As the researchers noted, these findings need to be replicated in larger trial cohorts, but, Petricoin said, they provide evidence of the potential usefulness of protein phosphorylation as a biomarker.

"It shows good evidence that measuring phosphorylation is really predicting clinical response," he said. "Phosphorylation of a single marker like EGFR is outperforming FDA-approved ways of measuring the graduating success, so this primes the pump to get these phosphoproteins measured [using] robust clinical methods."

Phosphorylated EGFR 1173, Petricoin noted, is part of a CLIA breast cancer biomarker panel offered by Theranostics Health, a phosphoproteomics-based cancer profiling firm he co-founded.

"So it's not like this is some abstraction," he said. "We could go to Puma and say that we have a CLIA-based test right now that measures this marker."

Indeed, Petricoin said he is currently talking with the drugmaker about additional trials in the expanded high-phosphorylated EGFR 1173 populations identified in the I-SPY 2 work, such as HER2-negative and triple-negative patients. He added that they are preparing research on use of phosphorylated EGFR 1173 for identifying neratinib responders in the triple-negative population for presentation at the American Society of Clinical Oncology annual meeting in May.

The researchers will also be looking at phosphorylated EGFR 1173 prospectively in I-SPY 3, which, Petricoin said, will provide them with additional data on the marker and validation in a larger population. They also plan independently to look at whether different combinations of the proteomic and phosphoproteomic markers they identified as predictive of neratinib response could provide additional information.

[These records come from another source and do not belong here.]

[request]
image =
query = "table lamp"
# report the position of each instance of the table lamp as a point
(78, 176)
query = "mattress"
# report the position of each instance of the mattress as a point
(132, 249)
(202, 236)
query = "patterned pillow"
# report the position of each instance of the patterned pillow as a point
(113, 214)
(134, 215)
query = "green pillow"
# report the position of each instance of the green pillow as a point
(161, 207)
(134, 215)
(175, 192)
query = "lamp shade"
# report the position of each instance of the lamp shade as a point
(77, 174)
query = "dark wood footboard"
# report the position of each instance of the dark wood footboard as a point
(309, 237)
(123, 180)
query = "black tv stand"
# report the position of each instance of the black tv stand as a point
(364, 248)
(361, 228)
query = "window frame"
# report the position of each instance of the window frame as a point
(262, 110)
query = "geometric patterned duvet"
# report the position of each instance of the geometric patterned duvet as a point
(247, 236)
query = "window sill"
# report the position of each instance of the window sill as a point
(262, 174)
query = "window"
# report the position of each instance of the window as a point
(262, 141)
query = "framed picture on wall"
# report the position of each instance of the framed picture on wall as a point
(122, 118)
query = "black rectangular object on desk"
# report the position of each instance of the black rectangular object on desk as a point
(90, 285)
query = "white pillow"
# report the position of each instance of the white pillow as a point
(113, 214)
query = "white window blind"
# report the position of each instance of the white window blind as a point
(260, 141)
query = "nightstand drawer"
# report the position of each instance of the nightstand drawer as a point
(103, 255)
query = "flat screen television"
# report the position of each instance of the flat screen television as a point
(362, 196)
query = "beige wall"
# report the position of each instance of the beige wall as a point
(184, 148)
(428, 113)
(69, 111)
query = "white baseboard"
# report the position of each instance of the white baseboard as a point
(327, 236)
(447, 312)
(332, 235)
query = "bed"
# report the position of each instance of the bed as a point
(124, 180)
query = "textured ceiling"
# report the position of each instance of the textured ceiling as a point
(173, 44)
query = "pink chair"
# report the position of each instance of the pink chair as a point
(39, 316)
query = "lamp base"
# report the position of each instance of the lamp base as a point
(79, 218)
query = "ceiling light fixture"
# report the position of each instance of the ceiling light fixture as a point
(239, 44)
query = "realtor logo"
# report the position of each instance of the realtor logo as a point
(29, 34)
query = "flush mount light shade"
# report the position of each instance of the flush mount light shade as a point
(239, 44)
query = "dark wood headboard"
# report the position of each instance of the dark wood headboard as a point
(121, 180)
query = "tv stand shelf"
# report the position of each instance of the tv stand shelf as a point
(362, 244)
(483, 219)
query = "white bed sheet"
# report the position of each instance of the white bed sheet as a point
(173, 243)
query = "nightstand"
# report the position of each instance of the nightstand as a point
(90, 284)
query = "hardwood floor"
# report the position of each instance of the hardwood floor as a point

In 2012, Petricoin and his GMU colleagues published a study in Clinical Cancer Research that had similar implications for expanding the patient population of targeted breast cancer drugs. In that study they identified a subset of roughly 40 patients who, while negative for HER2 according to conventional IHC and FISH tests, showed phosphorylated HER2 and activation of HER2 signaling pathways. 

Another interesting result to emerge from the I-SPY 2 biomarker research, Petricoin said, was the finding that total HER2 also provided predictive information in terms of neratinib effectiveness beyond that provided by the HR-negative, HER2-positive signature.

On the face of it, he noted, this was a strange finding in that the HR-negative, HER2-positive patients had already been identified as having high HER2 expression, so total HER2 levels wouldn't be expected to add additional predictive value.

However, he said, the HER2-positive population as determined by conventional FISH or IHC assays contains a "huge dynamic range" of HER2 levels. And the more precise quantitation provided by the RPPA data suggests that these HER2-positive populations can be further stratified by expression levels.